Feel free to make changes to this if you want. My tastes are unique to me. If you have any great additions or changes to this recipe let me know! If you try it out and like it (or you hate it) let me know as well!
Preparation Time: 10-15 minutes
Cook Time: 15 minutes
- 1 x 16oz box of penne pasta
- 1 x 15.5oz can of garbanzo beans (drained)
- 4 oz fresh mushrooms, sliced
- 3 to 4 oz prosciutto, sliced in 1/4” strips
- 1/2 cup freshly grated Parmigiano-Reggiano cheese, plus extra for plating
- 1/3 to 1/2 cup white wine (if you wouldn’t drink it, don’t use it – I used a tasty Pinot Grigio)
- 1/3 to 1/2 cup heavy cream (must be heavy cream…light cream or half-n-half may separate)
- 1 tablespoon chopped fresh rosemary
- 1 tablespoon minced garlic
- 1/4 teaspoon crushed red pepper flakes
- Salt (for the pasta water – no extra salt is needed because of the prosciutto)
- About 5-6 tablespoons extra virgin olive oil (EVOO)
- 1/4 to 1/3 cup reserved pasta water
Directions
- Bring a large pot of water to boil. Once it boils, add a couple of teaspoons of salt and 2 tablespoons of EVOO to the boiling pasta water.
- While the water is coming to a boil, slice the mushrooms (or buy pre-sliced), slice the prosciutto, drain the garbanzo beans, chop the rosemary, mince the garlic, and grate the Parmigiano-Reggiano cheese (I used a micro-plane, but any fine grater will do).
- Add the pasta to the boiling water and cook per the box directions to al dente, stirring occasionally (I turn down the heat a bit so the pasta water will not boil over).
- While pasta is cooking, heat 2 tablespoons of EVOO in a non-stick skillet. Add the garbanzo beans, mushrooms, and prosciutto. Sauté over medium heat (use you judgment – on my cooktop I use medium heat) for 2-3 minutes.

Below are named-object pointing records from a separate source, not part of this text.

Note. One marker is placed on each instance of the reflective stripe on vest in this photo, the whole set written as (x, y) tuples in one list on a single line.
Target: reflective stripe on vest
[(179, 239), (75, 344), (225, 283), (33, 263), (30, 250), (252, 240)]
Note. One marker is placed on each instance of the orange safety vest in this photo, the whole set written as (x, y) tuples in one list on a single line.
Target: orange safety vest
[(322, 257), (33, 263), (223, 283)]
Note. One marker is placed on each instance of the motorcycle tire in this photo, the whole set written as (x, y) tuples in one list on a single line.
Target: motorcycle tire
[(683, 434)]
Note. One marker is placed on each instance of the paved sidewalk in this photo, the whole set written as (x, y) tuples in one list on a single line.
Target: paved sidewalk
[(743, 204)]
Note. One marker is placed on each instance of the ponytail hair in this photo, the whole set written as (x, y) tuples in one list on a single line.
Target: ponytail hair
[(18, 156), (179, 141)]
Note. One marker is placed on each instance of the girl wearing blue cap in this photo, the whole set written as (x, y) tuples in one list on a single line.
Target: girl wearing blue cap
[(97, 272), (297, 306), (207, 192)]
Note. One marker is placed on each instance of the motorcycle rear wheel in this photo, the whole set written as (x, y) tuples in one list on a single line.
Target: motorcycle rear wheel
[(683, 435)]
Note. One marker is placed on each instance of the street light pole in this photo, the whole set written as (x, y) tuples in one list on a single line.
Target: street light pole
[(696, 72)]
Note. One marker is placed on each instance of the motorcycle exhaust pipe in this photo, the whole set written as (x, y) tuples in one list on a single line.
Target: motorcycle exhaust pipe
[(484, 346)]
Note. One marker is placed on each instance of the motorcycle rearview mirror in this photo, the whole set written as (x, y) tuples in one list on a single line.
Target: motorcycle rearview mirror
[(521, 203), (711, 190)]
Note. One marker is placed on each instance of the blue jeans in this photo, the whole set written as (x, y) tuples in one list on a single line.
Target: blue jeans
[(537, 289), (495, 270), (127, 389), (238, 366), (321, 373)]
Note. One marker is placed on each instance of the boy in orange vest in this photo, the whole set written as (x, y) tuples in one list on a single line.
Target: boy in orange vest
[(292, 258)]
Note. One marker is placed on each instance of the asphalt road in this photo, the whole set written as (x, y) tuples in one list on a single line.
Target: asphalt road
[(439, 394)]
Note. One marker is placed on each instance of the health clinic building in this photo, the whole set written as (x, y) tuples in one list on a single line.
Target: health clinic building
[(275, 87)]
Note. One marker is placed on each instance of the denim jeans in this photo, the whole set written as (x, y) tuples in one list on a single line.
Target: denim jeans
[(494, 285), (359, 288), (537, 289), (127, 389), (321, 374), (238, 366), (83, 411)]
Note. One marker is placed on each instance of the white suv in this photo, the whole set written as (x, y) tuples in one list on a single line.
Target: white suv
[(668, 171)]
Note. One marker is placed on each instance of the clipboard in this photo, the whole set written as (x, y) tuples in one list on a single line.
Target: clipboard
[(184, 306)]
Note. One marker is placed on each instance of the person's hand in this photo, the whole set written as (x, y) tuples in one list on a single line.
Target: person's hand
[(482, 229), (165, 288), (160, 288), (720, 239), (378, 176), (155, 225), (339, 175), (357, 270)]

- Add white wine, garlic, 1-2 tablespoons EVOO, rosemary, and the red pepper flakes to the skillet. Simmer 2-3 minutes.
- Add heavy cream to the skillet. Stir the mixture until it return to a simmer. Turn down the heat to low and continue to slowly simmer until pasta is done. Stir occasionally. It is ok if the EVOO and the prosciutto drippings do not combine with the cream (everything will come together at the end).
- When pasta as been cooked, remove it from the heat and ladle 1/4 to 1/3 cup of the pasta water into the skillet. Raise the heat of the skillet to medium and stir until simmering. Let this simmer while you drain the pasta. (BTW, the starch in the pasta water will help flavor the sauce and it helps any residual oils to combine with the sauce).
- Drain the pasta and return it to the pot used during cooking.
- Add the sauce mixture and the grated Parmigiano-Reggiano cheese to the pasta. Mix well.
- Spoon onto plates and add additional grated Parmigiano-Reggiano cheese to taste. I glass of the wine used (in my case Pinot Grigio) goes great with this.
Note: If you like your pasta “wetter” use the larger volumes of the liquids listed (or even add more liquids than I have instructed). Semolina pasta will soak up more of the sauce than whole wheat so I use the larger liquid volume when it is used.
Enjoy!

I will try this as it looks splendid. Would chicken be ok instead of prosciutto, as it is cheaper for us, or would it ruin the combination of flavors too much? I'll have a hard enough time selling the garbanzo beans to my barely post-MickyD crowd as it is, and while I love prosciutto, stretching it for five big appetites can be costly, and most frustrating to cast such pearls before "What's THAT??" kids!
ReplyDeletemythicvictory...Chicken would be great in this. You can also try some bacon instead of prosciutto, however bacon will add a bit of a smokey flavor.
ReplyDeleteIf you use chicken...you may need to add a pinch or two of salt to the sauce.
Give it try and let me know how it turns out!